What are KU freshmen reading? This year’s common book

The Worst Hard Time---Timothy Egan

In one sense, “The Worst Hard Time” is the dustiest of all history books. But Kansas University officials hope it will intrigue an incoming class of freshmen.

The book, written by a Pulitzer Prize-winning news reporter, follows the lives of ordinary people, now in their 80s and 90s, who survived the Dust Bowl and the worst years of the Depression. For instance, Jeanne Clark, daughter of a Broadway dancer who moved west for her health, tells the story of almost being killed at school by a dust storm on Black Sunday on April 14, 1935. And Isaac Osteen, one of nine kids growing up in a dugout with their widowed mother on Cimarron River, tells of a time when cows went blind and suffocated from dust, and two men could be knocked down from the static electricity hidden in a handshake.

“The Worst Hard Time” will be distributed among freshmen entering the 2013-14 school year and incorporated in programs this fall. It’s the second go-round for KU’s Common Book Program, an effort to connect and involve freshmen and improve retention rates by uniting them around a shared reading assignment.

The book’s author, Timothy Egan, a New York Times reporter, is scheduled to visit campus for an appearance at the Lied Center on Sept. 26 and a hold a Q-and-A for students Sept. 27. He’ll also likely visit a classroom, said Christina Kerns, who coordinates the Common Book and other programs for KU’s new Office of First-Year Experience.

Egan served along with retired KU historian Donald Worster as an adviser on the Ken Burns “Dust Bowl” documentary that aired last year on PBS. He said he is looking forward to returning to Kansas, where he spent time researching the book, and meeting people with connections and family photos from a great American disaster that was almost forgotten for many years.

For freshmen opening the book for the first time, Egan suggested they try to imagine themselves in the places of survivors like Clark and Osteen.

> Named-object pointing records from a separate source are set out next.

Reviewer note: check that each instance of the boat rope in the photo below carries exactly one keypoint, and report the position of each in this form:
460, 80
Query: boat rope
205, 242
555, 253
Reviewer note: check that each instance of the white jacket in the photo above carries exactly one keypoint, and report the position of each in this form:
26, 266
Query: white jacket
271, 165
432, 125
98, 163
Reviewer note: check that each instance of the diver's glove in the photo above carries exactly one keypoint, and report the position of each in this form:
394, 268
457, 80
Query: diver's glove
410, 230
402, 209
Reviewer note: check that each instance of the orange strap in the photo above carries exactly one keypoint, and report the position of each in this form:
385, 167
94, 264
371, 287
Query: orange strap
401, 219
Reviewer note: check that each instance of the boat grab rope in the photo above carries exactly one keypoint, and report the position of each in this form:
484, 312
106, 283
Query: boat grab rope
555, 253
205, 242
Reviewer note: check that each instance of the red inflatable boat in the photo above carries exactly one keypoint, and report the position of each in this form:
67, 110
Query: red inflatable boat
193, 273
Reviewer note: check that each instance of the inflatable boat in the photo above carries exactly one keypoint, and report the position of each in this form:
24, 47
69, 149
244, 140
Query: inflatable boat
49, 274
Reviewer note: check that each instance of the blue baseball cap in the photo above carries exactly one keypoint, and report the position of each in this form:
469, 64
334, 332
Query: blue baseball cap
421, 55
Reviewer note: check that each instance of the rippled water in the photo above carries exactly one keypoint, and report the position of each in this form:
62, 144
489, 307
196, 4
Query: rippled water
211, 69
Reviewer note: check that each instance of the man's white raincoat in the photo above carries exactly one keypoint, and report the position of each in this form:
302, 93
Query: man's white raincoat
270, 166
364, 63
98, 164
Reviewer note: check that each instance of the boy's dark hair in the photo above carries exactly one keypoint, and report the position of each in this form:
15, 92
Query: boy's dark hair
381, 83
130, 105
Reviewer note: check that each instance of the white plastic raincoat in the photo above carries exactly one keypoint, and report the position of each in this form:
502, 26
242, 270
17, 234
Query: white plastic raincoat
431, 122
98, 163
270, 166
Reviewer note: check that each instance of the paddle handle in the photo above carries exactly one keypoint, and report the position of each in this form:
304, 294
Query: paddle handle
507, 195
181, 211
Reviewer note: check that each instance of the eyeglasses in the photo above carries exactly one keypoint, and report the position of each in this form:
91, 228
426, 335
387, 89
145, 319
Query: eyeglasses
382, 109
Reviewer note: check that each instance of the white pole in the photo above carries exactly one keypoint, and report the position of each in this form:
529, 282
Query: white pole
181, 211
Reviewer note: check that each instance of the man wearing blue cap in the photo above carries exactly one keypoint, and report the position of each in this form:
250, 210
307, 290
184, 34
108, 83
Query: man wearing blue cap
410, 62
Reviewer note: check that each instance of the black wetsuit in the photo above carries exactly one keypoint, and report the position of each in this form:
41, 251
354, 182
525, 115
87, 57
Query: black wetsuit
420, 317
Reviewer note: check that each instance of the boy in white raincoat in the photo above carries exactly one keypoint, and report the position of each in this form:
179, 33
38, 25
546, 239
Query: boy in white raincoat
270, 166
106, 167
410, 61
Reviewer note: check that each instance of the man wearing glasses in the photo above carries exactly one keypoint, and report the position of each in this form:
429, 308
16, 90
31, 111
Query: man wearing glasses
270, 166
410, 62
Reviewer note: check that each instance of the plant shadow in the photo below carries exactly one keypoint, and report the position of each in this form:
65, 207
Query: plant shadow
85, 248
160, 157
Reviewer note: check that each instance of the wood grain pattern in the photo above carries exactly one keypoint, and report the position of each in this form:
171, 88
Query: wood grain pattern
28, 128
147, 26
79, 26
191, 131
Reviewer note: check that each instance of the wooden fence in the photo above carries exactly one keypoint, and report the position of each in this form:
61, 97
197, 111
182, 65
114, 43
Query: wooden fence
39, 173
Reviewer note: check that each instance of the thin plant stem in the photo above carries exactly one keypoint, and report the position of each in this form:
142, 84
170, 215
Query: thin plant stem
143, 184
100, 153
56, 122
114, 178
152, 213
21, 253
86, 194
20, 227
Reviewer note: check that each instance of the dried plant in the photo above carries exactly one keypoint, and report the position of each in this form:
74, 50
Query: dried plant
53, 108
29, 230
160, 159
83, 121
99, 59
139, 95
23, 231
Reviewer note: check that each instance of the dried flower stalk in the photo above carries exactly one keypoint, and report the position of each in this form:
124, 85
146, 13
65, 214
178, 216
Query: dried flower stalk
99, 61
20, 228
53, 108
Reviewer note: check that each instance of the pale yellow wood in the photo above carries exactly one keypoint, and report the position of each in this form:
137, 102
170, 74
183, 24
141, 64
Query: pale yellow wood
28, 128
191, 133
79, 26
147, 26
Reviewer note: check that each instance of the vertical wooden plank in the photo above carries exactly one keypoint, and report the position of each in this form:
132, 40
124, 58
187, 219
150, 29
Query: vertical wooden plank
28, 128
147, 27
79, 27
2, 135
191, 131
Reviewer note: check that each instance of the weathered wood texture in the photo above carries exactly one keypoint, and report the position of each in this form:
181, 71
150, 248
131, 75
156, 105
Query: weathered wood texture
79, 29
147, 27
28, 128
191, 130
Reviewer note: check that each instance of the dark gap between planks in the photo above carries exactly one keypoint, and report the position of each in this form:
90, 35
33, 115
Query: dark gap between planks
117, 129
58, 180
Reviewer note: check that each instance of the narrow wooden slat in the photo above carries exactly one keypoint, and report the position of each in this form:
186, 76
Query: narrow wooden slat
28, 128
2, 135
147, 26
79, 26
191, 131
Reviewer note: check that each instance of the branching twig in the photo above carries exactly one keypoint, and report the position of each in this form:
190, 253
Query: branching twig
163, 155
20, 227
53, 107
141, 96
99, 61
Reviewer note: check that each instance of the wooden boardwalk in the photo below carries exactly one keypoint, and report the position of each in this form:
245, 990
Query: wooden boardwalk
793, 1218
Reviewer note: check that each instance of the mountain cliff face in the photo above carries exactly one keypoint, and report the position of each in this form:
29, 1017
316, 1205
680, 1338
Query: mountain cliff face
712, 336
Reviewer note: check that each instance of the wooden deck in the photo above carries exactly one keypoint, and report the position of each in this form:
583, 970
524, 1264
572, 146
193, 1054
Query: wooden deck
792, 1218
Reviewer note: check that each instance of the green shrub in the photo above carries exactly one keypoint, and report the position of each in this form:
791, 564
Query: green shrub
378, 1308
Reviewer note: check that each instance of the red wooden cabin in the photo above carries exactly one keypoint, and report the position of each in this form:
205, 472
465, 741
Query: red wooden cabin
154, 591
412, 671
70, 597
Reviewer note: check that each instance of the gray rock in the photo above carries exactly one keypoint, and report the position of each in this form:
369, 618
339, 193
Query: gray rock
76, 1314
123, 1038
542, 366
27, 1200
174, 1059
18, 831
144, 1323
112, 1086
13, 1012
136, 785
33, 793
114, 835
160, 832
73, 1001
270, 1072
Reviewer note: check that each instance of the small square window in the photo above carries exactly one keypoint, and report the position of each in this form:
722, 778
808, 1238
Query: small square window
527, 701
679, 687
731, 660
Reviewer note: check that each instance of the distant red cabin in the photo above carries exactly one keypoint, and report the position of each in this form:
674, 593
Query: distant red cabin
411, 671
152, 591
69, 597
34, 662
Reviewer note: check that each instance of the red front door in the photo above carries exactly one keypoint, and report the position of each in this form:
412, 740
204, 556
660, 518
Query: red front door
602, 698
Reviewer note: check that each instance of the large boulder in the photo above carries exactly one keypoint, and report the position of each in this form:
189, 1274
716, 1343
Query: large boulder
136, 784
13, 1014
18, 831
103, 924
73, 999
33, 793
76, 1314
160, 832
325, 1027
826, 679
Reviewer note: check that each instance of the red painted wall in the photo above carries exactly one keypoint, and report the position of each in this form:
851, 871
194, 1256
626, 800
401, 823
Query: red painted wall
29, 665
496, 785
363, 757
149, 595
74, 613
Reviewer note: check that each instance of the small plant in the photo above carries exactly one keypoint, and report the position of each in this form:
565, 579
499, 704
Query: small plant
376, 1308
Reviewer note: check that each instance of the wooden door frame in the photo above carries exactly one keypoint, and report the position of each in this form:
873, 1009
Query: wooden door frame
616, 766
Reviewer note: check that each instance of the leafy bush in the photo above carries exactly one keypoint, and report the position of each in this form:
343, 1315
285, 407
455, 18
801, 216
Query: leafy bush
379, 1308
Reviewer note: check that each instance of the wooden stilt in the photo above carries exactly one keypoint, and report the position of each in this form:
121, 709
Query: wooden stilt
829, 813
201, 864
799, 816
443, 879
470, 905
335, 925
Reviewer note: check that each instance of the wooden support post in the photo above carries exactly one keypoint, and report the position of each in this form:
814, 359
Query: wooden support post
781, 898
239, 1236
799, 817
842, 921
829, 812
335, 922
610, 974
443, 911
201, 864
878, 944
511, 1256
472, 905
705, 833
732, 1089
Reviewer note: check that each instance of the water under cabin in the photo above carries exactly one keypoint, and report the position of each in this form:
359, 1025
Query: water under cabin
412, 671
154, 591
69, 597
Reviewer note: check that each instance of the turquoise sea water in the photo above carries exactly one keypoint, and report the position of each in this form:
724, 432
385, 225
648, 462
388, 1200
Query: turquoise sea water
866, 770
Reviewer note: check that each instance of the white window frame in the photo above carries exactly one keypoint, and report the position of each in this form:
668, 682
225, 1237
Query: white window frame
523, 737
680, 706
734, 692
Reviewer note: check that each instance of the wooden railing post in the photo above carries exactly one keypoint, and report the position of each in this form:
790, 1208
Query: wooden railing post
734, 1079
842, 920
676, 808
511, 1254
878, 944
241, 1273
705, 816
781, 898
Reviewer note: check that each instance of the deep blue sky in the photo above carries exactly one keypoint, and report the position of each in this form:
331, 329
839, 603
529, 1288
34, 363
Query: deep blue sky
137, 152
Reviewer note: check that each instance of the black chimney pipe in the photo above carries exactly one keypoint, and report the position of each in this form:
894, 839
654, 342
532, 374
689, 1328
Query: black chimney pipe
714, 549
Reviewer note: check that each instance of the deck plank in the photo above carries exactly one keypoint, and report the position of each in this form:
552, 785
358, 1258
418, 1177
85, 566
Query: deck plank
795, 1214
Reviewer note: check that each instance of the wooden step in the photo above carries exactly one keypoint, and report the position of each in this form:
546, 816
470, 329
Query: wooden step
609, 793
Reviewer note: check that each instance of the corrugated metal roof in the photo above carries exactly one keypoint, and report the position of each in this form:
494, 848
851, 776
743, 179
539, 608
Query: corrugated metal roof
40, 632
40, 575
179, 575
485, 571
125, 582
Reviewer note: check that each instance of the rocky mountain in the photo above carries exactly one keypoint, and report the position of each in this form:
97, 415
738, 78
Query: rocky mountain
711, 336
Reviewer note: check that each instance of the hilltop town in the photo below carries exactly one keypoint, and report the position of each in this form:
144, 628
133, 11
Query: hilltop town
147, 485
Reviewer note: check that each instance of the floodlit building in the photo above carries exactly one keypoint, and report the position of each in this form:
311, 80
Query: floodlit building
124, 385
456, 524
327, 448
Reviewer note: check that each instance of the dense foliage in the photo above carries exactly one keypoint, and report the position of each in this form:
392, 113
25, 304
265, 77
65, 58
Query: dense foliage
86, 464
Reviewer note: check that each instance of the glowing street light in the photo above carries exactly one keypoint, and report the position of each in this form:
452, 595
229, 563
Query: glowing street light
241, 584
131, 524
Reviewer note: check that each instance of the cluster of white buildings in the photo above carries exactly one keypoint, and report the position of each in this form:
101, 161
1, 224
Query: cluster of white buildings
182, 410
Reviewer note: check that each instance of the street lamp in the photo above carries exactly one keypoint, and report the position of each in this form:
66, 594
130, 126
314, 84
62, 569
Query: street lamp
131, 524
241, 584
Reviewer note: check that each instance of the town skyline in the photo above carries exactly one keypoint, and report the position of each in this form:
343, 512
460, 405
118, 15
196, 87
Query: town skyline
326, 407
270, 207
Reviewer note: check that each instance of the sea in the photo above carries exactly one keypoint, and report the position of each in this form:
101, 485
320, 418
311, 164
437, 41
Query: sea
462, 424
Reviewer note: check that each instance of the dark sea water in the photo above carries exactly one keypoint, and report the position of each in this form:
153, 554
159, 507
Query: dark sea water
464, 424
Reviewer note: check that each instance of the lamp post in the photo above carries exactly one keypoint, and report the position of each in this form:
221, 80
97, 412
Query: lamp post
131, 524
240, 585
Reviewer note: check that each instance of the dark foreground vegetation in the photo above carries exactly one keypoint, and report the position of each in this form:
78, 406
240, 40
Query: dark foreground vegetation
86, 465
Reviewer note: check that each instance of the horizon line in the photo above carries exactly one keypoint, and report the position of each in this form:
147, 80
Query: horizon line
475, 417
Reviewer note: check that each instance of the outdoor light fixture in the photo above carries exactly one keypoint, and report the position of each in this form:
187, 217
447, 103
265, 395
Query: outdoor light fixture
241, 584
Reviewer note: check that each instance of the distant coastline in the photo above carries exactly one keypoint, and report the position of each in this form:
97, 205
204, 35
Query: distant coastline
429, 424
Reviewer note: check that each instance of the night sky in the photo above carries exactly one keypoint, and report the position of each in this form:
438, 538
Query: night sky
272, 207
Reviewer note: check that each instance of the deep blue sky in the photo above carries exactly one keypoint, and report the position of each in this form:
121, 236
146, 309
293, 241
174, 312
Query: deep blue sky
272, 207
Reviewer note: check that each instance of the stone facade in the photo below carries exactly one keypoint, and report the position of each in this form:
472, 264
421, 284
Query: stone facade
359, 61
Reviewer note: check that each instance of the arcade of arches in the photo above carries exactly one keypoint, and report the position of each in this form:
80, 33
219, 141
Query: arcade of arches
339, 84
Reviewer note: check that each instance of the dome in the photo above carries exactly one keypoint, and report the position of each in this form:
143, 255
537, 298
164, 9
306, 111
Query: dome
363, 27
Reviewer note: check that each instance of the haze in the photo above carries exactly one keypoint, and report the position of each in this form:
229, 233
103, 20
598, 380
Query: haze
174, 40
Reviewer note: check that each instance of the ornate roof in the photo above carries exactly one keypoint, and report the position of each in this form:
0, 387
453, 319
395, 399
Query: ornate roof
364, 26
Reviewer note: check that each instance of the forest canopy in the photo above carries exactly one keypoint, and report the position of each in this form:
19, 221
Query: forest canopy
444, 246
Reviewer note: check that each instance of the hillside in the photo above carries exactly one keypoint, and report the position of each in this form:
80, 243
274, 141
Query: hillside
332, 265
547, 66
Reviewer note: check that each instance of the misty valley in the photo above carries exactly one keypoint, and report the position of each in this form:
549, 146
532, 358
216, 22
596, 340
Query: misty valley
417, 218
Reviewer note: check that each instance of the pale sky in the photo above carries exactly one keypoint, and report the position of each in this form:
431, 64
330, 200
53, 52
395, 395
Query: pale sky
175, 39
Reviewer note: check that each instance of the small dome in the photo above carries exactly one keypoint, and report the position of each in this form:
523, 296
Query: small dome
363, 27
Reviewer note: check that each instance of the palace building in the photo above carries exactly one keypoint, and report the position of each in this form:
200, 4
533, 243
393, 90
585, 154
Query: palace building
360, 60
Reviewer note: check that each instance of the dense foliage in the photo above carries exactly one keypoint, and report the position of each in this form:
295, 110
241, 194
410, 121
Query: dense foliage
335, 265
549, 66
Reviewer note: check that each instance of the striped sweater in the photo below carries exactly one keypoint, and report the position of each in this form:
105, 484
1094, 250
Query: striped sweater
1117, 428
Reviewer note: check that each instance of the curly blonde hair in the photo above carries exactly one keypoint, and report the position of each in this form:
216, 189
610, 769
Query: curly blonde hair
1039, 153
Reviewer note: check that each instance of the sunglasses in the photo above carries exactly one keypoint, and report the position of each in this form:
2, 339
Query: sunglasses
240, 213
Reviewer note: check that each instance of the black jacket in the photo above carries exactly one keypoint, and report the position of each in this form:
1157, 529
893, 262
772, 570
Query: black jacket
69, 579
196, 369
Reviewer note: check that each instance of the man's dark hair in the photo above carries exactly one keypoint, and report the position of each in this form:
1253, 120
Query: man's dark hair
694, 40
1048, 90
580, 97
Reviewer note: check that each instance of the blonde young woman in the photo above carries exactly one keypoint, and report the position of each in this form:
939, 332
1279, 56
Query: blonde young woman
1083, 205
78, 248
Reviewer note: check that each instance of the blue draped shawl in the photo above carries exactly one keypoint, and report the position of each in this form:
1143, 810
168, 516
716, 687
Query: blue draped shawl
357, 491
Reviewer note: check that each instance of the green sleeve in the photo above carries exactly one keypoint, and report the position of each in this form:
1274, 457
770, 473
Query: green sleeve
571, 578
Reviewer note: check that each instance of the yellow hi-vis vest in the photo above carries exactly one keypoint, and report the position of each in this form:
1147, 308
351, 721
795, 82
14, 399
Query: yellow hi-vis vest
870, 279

“These people were 17, 18 years old when this happened,” Egan said. “Today, you look at the recession, and it’s hard to find jobs, but all of that pales in comparison to what happened then. There was no Social Security, no public assistance. People were eating roadkill. Try to compare your life to what these people — some of whom are still with us — went through.”

Not just dusty history

KU announced in December that “The Worst Hard Time” had been chosen by a committee from a pool of 125 nominations at the same time as KU’s first Common Book, “Notes from No Man’s Land” by Eula Biss. The committee still is working on a choice for the third Common Book, Kerns said, which will be announced in December. Students began participating in discussion groups for this year’s book as soon as they returned to campus, and Kerns said she is looking to find more courses and instructors to incorporate the book into their lessons.

“Hopefully, everyone has one thing that will appeal to them,” Kerns said. The Dust Bowl topic can be looked at from several fields of study, she said, from ecology to political science to public health.

“We don’t want this to be seen as just something that happened 80 years ago,” she said.

For some KU researchers, it’s easy to see a connection to modern times. Kansas already has been declared a federal disaster area this year, and Johannes Feddema, chair of KU’s geography department, said the region is almost certainly headed toward another Dust Bowl scenario, sooner or later, bringing the book’s dusty history dramatically into the current day.

“Things could actually get much worse than that,” Feddema said. “In fact, it has been worse in the past.”

KU researchers have found evidence in Kansas soils of cycles of extreme drought, worse than what children like Jeanne Clark lived through in the 1930s. Those drought cycles have taken place over thousands of years, but they inevitably return, and modern communities also must deal with climate change and ever-increasing demands for water.

“I think we need to put more thought into that process,” Feddema said. “This could be the first of 10 years of this stuff.”